Article

The influence of elasticity and surface roughness on myogenic and osteogenic-differentiation of cells on silk-elastin biomaterials.

Department of Biomedical Engineering, Tufts University, Medford, MA 02155, USA.
Biomaterials (impact factor: 7.4). 08/2011; 32(34):8979-89. DOI:10.1016/j.biomaterials.2011.08.037 pp.8979-89
Source: PubMed

ABSTRACT The interactions of C2C12 myoblasts and human bone marrow stem cells (hMSCs) with silk-tropoelastin biomaterials, and the capacity of each to promote attachment, proliferation, and either myogenic- or osteogenic-differentiation were investigated.
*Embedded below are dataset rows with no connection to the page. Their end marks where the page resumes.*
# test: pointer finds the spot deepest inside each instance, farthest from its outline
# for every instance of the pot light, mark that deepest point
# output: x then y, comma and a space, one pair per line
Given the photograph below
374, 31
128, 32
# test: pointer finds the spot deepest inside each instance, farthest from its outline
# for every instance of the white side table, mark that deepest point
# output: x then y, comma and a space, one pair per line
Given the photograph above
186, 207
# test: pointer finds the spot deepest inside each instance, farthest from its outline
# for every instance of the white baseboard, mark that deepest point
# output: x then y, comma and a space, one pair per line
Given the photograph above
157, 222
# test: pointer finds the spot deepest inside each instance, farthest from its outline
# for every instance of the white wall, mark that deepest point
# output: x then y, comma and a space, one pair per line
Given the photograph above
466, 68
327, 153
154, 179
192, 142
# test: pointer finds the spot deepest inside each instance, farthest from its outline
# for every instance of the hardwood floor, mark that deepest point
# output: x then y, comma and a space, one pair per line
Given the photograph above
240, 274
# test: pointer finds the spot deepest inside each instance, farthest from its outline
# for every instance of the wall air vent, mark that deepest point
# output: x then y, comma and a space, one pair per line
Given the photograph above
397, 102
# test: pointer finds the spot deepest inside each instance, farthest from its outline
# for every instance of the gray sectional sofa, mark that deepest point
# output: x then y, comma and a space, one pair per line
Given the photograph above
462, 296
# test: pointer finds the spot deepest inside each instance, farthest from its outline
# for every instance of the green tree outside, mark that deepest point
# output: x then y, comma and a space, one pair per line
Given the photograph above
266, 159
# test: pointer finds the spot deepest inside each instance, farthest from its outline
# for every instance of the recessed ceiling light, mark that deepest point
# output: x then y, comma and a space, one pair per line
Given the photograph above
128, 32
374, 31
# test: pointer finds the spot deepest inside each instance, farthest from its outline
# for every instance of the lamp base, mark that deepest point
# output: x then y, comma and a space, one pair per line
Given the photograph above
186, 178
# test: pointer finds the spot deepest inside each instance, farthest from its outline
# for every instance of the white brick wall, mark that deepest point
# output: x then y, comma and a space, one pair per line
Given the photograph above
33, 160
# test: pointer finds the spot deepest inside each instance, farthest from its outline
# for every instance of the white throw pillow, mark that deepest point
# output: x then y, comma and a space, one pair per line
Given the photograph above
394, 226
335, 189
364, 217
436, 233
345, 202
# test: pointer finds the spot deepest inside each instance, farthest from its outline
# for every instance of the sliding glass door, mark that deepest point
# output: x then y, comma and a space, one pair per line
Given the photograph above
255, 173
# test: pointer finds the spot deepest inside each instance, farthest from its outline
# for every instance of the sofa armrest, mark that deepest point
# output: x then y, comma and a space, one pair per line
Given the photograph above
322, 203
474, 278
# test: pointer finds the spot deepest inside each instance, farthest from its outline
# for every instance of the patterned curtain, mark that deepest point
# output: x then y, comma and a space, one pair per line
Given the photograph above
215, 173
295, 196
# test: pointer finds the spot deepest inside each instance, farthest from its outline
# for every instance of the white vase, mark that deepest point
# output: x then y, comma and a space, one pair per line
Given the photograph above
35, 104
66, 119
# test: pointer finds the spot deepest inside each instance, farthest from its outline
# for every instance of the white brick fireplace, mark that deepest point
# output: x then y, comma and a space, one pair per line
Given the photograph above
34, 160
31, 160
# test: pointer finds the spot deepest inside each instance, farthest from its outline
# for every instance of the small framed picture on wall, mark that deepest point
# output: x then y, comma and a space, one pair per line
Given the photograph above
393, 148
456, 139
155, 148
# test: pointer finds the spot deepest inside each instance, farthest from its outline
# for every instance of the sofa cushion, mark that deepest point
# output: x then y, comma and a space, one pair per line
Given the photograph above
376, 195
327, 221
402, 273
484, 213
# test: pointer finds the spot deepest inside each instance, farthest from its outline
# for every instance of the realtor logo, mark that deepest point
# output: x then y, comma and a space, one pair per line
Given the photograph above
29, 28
Temperature-controlled water vapor annealing was used to control beta-sheet crystal formation to generate insoluble silk-tropoelastin biomaterial matrices at defined ratios of the two proteins. These ratios controlled surface roughness and micro/nano-scale topological patterns, and elastic modulus, stiffness, yield stress, and tensile strength. A combination of low surface roughness and high stiffness in the silk-tropoelastin materials promoted proliferation and myogenic-differentiation of C2C12 cells. In contrast, high surface roughness with micro/nano-scale surface patterns was favored by hMSCs. Increasing the content of human tropoelastin in the silk-tropoelastin materials enhanced the proliferation and osteogenic-differentiation of hMSCs. We conclude that the silk-tropoelastin composition facilitates fine tuning of the growth and differentiation of these cells.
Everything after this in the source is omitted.